ELECTRONIC DEVICE AND METHOD

Abstract
According to one embodiment, a wearable electronic device includes a first sensor, a second sensor and a hardware processor. The first sensor is configured to detect a motion of a user wearing the electronic device.
Description
FIELD

Embodiments described herein relate generally to an electronic device and a method.


BACKGROUND

In recent years, portable, battery-powered electronic devices such as tablets and smartphones have become widespread. Moreover, electronic devices worn on the person like wristwatches and glasses are also becoming popular. Many such wearable devices comprise a function of acquiring biological information of the wearer.


With a wearable device comprising a function of acquiring a user's biological information, there is a possibility that the information which the wearable device should acquire as biological information is different depending on whether the user wearing the device is in an awake state or an asleep state. A wearable device of this kind requires a mode change which causes the wearable device to change between a mode in which the wearable device operates to acquire biological information while the user in an awake state and a mode in which the wearable device operates to acquire biological information while the user is in an asleep state. Therefore, before shifting from an awake state to an asleep state, and after shifting from an asleep state to an awake state, the user has to perform an operation for a mode change without fail. Moreover, if the user forgets to change the mode, the wearable device will operate in the mode which does not agree with the user's condition. Therefore, there is a possibility that the battery may be wastefully consumed.

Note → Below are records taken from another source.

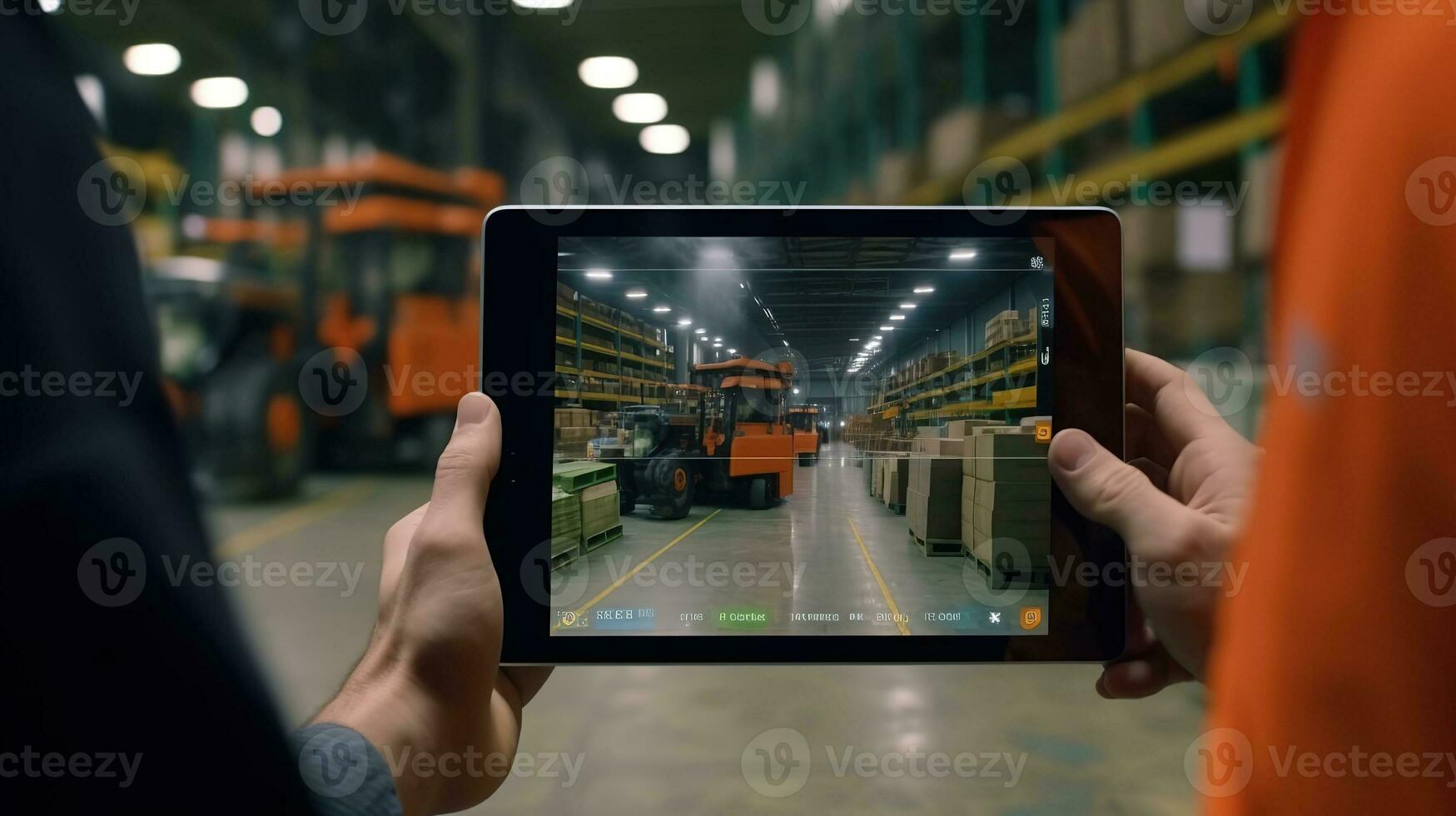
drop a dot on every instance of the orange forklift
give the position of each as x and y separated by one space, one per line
807 440
392 277
738 445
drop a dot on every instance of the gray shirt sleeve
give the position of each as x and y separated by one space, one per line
344 773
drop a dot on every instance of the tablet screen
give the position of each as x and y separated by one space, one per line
801 436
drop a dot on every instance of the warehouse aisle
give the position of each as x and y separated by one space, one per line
608 739
830 560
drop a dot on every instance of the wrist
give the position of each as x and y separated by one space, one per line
386 705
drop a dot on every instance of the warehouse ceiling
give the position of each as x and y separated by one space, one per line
695 52
824 296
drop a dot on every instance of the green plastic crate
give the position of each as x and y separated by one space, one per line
574 477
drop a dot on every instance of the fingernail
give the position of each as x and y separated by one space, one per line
1072 449
474 410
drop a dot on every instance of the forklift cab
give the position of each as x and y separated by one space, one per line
743 423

Moreover, the cost will increase if a sensor, for example, is added in order to determine whether the user is in an awake state or in an asleep state.





BRIEF DESCRIPTION OF THE DRAWINGS

A general architecture that implements the various features of the embodiments will now be described with reference to the drawings. The drawings and the associated descriptions are provided to illustrate the embodiments and not to limit the scope of the invention.



FIG. 1 is an exemplary view illustrating the external appearance of an electronic device of an embodiment.



FIG. 2 is an exemplary view illustrating the system configuration of the electronic device of the embodiment.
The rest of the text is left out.